With summer fading away it’s time to get busy again – last couple of weeks I’ve taken time to work on our Open Source PostgreSQL monitoring tool pgwatch2 and partly on request from a couple of bigger organizations using the tool on a larger scale, added another batch of useful management / scaling features and some more minor enhancements from the Github queue as well. By the way, this is already the 4th “Feature Pack” in one and a half years, so after having implemented the below features we’re considering the software now “ripe”, with no important features missing. Also we’re glad that quite some people have given their feedback recently, helping to improve the software even further and thus hopefully helping to provide more value to the PostgreSQL community. But read on for a more detailed overview on the most important features from this v1.4.0 update.
Getting friendly with Ansible & Co
Similar to the last update we have tried to make pgwatch2 easier to deploy on a larger scale. This time nothing new on the containerization front though, but we’ve added the possibility to make repeatable, configuration based deployments possible! Meaning – one can add a config file(s) with connect strings, metric selections / intervals and the metric definitions themselves to some version control / configuration management / application deployment system and deploy the metrics collector easily to each required DB node, pushing metrics directly to InfluxDB or Graphite. This works better also for firewalled environments.
The previously supported centrally managed metrics gatherer / configuration database apporach works as before, but for the case when the amount of servers gets too large (hundreds and above) to be handeled by one central gatherer without lag, one can now add a logical grouping label to the monitored hosts and then deploy separate gatherers for subset(s) of hosts based on that label.
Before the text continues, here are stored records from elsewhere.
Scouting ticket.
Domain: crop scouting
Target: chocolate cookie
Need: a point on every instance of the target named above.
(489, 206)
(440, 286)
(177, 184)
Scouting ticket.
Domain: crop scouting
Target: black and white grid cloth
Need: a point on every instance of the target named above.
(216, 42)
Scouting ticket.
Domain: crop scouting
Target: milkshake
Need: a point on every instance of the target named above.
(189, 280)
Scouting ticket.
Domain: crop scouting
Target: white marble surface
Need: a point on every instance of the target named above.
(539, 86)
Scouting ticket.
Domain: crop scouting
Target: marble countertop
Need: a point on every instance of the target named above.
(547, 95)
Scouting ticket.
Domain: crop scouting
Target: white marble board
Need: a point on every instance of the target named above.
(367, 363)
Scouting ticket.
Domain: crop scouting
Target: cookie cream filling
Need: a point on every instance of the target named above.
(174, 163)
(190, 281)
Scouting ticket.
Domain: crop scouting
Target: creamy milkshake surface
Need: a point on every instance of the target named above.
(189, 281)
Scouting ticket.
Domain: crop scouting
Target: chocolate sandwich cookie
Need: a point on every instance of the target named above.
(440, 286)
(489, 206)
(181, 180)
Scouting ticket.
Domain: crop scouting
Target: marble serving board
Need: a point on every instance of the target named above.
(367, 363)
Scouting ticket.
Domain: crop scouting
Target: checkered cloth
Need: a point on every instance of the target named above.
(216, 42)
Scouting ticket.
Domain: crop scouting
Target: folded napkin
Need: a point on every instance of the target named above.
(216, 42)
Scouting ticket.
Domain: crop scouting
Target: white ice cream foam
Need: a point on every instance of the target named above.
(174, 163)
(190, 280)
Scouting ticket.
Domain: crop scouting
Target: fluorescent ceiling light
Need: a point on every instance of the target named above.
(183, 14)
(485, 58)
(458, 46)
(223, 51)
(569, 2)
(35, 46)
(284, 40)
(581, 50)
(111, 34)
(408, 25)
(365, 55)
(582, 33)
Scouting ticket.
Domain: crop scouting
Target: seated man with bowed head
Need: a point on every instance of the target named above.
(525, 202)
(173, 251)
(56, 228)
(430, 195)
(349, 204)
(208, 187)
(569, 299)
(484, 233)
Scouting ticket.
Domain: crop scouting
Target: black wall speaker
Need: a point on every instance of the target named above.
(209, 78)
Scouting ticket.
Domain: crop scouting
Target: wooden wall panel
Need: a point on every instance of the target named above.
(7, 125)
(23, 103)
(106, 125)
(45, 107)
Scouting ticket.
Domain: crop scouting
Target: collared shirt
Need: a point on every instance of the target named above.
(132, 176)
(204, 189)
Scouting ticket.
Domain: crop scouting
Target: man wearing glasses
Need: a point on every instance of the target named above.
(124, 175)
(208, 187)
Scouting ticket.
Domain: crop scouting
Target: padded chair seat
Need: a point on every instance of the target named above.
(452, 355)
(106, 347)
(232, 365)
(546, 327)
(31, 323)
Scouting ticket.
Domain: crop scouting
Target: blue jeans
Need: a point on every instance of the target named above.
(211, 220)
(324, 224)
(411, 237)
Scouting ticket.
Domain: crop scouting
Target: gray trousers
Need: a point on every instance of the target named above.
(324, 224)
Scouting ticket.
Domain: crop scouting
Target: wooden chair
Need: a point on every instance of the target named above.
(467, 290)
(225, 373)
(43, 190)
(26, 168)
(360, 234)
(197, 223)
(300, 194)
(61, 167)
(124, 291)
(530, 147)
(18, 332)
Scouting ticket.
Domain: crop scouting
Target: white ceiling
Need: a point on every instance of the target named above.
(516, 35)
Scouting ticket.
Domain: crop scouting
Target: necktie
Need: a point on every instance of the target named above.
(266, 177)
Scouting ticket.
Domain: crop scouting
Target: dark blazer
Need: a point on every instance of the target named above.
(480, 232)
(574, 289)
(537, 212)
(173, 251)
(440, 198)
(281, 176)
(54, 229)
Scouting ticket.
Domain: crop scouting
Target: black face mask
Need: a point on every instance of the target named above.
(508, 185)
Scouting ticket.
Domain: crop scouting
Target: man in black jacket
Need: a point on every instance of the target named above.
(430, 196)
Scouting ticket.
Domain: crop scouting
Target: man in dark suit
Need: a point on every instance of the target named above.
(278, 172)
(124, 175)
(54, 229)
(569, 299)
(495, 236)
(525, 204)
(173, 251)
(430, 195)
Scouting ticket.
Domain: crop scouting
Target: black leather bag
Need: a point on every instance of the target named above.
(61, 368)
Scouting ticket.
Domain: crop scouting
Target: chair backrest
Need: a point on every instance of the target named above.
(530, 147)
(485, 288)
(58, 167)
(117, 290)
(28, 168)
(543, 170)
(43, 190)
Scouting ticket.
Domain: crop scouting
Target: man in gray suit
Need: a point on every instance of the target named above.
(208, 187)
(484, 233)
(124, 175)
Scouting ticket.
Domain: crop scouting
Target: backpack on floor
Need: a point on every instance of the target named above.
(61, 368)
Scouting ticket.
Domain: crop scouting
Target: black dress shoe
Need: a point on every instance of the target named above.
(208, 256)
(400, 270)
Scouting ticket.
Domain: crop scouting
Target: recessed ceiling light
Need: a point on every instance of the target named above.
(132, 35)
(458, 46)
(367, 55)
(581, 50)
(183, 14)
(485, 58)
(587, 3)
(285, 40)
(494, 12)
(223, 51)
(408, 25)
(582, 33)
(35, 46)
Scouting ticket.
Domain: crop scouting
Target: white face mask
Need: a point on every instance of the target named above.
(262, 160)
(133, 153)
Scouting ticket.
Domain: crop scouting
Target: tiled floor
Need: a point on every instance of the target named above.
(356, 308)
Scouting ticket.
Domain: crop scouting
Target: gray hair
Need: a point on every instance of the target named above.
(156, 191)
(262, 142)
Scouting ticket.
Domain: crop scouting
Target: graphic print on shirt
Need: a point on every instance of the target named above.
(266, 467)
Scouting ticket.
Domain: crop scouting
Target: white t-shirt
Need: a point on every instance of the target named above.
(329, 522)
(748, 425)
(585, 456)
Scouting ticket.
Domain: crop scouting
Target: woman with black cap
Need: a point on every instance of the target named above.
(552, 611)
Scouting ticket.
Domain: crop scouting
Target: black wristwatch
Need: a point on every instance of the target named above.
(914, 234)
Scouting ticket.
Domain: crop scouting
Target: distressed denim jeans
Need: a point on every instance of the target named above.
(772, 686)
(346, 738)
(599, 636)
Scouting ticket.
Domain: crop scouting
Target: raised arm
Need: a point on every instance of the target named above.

There are also other performance changes like batching of metric storage requests and connection pooling, helping to increase throughput.
Metrics / Dashboards
As usually there are also a couple of new pre-defined metrics, most notably “psutil” based system statistics (CPU, RAM, disk information), also 2 “preset configs” (the “unprivileged” one for regular login user / developers might be the most useful) and new dashboards to go along with those metrics. As as reminder – one doesn’t need to work with the provided dashboards “as is”, but they can just be used as templates or inspiration source for user modifications.
Some other dashboards (e.g. DB overview) got also some minor changes to make them more beginner-friendly.
Ad-hoc monitoring of a single DB
For those quick troubleshooting sessions for a shorter period, where you really don’t want to spend too much time on setting up something temporary, we’ve added a flag / env. variable to start monitoring based on a standard JDBC connect string input. This works especially well for superusers as all needed “helper functions” will be then created automatically. NB! Unprivileged users might also want to add the PW2_ADHOC_CONFIG=unprivileged env. variable to below sample and also start with the according “DB overview – Unprivileged” dashboard. See here for more.
docker run --rm -p 3000:3000 --name pw2 \ -e PW2_ADHOC_CONN_STR="postgresql://[email protected]/pgwatch2" \ cybertec/pgwatch2
Most important changes for v1.4.0
- File based mode
No central config DB strictly required anymore.
- Ad-hoc mode
“Single command launch” based on JDBC connect string for temporary monitoring sessions.
- A new “group” label for logical grouping / sharding
For cases where the amount of monitored DBs grows too big for one gatherer daemon to handle or there are different criticality requirements.
- Continuous discovery of new DBs
The gatherer daemon can now periodically scan for new DBs on the cluster and start monitoring them automatically.
- Custom tags
Now users can add any fixed labels / tags (e.g. env/app names) to be stored for all gathered metric points on a specific DB.
- A stats/health interface for the gatherer daemon
Dumps out JSON on metrics gathering progress.
- New dashboard – DB overview Developer / Unprivileged
Uses data only from metrics that are visible to all Postgres users who able to connect to a DB, with only “pg_stat_statements” additionally available.
- New dashboard – System Stats
Python “psutil” package + “PL/Python” required on the monitored DB host. Provides detailed CPU / Memory / Disk information with the help of according helpers / metrics.
- New dashboard – Checkpointer/Bgwriter/Block IO Stats
To visualize checkpoint frequencies, background writer and block IO based on Postgres internal metrics.
- Gatherer daemon now supports < 1s gathering intervals
- Connection pooling on monitored Dbs
Big improvement for very small gathering intervals.
- Batching of InfluxDB metric storage requests
Improves metrics arrival lag manyfold when latency to InfluxDB is considerable.